Innovation and R&D Pan American does not rely on classic laboratory-style R&D, but it invests heavily in exploration, mine optimization, and sustainability-focused technology. The company is applying data analytics, automation concepts, and improved tailings and water-management techniques to enhance safety, efficiency, and environmental performance. Large drilling programs and advanced geological work underpin projects like La Colorada Skarn and support a pipeline of potential resource growth. It also devotes meaningful resources to community development and social programs, which, while not technology in the narrow sense, function as strategic investments in long-term operating stability. Key uncertainties remain around the timing and outcome of major projects and potential mine restarts, where technical success must align with regulatory and community approvals.


Summary

Pan American Silver has transformed itself from a mid-sized producer into a much larger, more diversified precious metals company, with clear gains in scale, asset depth, and geographic spread. Financially, revenue growth has been strong, and operating metrics have improved recently, but bottom-line profitability has been uneven, reflecting integration costs, heavy investment, and commodity price swings. The balance sheet is broader and still reasonably conservative, with higher cash levels and manageable debt providing room to navigate volatility and pursue growth opportunities.

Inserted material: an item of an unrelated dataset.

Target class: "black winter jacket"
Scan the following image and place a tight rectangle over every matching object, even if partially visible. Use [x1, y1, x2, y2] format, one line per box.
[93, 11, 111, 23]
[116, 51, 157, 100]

Cash flows now better support the company’s ambitious capital program, though they remain exposed to market cycles. Competitively, Pan American’s diversified asset base, cost focus, and community-centered approach offer meaningful strengths, while project execution, political risk, and price sensitivity remain central risks to watch. Overall, the company appears to be in the middle of consolidating a large growth step, with future performance hinging on how effectively it continues to integrate acquisitions, advance key projects, and sustain operational discipline in a volatile commodity environment.